Menu

#378 where on dice of pdl bad results

normal
closed-fixed
None
5
2015-09-28
2015-03-24
No

Running the following code on RHEL7:

#!/usr/bin/perl
use PDL;

print "OS: ".`uname -a`;
print "Perl: ".$^V."\n";
print "PDL: ".$PDL::VERSION."\n";

my $pdl = PDL->new([ [[0, 0]], [[1, 1]], [[2, 2]] ]);
print sprintf("\nPDL:%s\n", $pdl);
my $pslice     = $pdl->where($pdl == 0);
print sprintf("\nPDL Slice:\n%s\n", $pslice);

my $data      = $pdl->dice("X","X",[1, 0]);
print sprintf("\nData:%s\n", $data);

my $dslice     = $data->where($data == 0);
print sprintf("Should be same as PDL Slice\nData Slice:\n%s\n", $dslice);

Generates the following output:

OS: Linux riskrh7 3.10.0-123.9.3.el7.x86_64 #1 SMP Thu Oct 30 00:16:40 EDT 2014 x86_64 x86_64 x86_64 GNU/Linux
Perl: v5.16.3
PDL: 2.007_13

PDL:
[
 [
  [0 0]
 ]
 [
  [1 1]
 ]
 [
  [2 2]
 ]
]


PDL Slice:
[0 0]

Data:
[
 [
  [1 1]
 ]
 [
  [0 0]
 ]
]

Should be same as PDL Slice
Data Slice:
[7.897708e-28 3.1620201e-322]

Expected the "Data Slice" values to be the same as "PDL Slice".

Discussion

  • Derek Lamb

    Derek Lamb - 2015-03-27

    Thank you for the bug report. I verified this also in stock 2.007, but it is not present in 2.006. So this appears to be a regression.

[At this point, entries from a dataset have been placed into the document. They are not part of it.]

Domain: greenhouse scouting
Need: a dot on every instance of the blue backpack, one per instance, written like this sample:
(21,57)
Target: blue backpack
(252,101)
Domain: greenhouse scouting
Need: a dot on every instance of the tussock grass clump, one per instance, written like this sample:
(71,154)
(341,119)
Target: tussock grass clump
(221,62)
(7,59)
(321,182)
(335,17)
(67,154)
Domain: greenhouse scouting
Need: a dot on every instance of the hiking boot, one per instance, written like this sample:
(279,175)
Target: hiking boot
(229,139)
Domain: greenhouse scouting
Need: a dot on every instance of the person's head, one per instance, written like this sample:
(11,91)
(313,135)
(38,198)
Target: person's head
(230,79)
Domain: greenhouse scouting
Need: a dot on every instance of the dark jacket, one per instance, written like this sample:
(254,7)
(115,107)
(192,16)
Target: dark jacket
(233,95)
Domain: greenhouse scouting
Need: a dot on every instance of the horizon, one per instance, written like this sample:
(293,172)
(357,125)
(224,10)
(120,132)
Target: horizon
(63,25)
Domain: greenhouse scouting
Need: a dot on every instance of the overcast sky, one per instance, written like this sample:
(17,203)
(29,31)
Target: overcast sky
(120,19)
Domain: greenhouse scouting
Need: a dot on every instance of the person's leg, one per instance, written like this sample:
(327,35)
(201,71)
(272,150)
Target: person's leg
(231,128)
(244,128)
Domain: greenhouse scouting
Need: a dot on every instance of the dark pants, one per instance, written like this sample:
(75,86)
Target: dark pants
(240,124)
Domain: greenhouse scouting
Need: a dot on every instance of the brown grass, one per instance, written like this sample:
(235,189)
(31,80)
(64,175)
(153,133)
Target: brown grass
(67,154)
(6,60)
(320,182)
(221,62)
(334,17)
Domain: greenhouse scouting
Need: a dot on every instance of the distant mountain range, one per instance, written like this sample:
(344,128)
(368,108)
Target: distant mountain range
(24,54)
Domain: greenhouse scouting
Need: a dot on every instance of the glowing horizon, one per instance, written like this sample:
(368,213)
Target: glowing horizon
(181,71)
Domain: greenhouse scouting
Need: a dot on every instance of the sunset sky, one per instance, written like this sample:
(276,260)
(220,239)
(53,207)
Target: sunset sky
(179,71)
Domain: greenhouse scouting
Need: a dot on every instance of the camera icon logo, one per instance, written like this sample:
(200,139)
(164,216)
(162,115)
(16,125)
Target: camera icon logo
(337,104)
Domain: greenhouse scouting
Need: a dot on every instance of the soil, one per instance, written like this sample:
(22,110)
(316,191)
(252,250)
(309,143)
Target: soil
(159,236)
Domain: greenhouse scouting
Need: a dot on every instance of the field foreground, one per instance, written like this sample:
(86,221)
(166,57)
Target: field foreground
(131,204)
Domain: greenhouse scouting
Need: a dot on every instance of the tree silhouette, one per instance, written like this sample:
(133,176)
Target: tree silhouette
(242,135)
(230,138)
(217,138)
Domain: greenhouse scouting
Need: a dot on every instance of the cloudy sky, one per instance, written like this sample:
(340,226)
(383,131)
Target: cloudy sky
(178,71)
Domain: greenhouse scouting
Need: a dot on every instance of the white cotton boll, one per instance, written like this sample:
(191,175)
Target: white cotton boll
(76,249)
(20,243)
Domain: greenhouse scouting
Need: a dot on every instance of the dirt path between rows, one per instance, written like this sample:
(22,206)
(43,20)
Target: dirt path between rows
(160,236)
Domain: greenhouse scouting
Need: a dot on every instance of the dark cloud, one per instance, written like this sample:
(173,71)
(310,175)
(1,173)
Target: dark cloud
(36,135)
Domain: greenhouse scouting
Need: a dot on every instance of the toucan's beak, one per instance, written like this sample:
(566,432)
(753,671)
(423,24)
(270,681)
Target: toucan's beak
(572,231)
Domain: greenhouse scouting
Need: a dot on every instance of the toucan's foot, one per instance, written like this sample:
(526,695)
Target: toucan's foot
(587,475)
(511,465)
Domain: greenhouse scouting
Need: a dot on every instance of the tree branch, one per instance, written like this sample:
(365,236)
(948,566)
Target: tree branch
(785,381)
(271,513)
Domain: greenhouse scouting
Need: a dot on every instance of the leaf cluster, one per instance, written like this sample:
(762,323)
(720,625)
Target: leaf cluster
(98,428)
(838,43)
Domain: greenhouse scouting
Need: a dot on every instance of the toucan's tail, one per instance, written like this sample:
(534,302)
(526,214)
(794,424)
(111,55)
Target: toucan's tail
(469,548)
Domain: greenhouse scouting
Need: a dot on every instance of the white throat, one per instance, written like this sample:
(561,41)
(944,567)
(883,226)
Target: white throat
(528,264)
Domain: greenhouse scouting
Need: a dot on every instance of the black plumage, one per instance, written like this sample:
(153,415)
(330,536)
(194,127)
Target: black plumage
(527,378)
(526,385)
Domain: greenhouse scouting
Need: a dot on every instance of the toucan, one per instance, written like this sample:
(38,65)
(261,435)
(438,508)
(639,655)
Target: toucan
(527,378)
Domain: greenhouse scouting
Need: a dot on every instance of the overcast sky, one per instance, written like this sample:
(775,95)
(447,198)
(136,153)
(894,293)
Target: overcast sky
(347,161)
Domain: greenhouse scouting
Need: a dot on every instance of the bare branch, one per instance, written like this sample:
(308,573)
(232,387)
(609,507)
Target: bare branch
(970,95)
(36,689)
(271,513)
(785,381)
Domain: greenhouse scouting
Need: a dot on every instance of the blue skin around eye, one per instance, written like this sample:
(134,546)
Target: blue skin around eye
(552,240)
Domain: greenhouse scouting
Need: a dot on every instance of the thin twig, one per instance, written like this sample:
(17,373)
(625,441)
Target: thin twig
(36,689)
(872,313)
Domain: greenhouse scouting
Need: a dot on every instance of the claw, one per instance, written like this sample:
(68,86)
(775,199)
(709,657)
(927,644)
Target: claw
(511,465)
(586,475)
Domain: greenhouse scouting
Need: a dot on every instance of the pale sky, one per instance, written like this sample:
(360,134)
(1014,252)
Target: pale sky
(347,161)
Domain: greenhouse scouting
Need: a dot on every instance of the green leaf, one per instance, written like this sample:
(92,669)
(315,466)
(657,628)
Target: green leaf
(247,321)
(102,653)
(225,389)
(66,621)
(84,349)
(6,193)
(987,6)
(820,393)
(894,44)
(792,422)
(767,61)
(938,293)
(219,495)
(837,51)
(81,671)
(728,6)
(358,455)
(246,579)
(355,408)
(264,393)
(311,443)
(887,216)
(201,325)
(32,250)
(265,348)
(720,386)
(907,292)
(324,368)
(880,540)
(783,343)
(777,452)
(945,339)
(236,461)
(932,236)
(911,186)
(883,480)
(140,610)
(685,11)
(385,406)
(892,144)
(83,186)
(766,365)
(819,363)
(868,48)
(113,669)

    In the meantime, you can get around this by severing the dataflow connection between $pdl and $data:

    my $data      = $pdl->dice("X","X",[1, 0])->sever;
    
     
  • Matthew McGillis

    Happy to hear you are able to reproduce the same problem.

    Unfortunately for what we do we need the connection. The next thing we do generally is assign a value to that slice and expect it to update the original PDL. What we are finding is this never works and in some cases will cause a segmentation fault.

     
  • Derek Lamb

    Derek Lamb - 2015-03-27

    Running your test script through the perl debugger, it appears that the garbage comes in from clump. Specifically, where() (Primitive.pm line 2499)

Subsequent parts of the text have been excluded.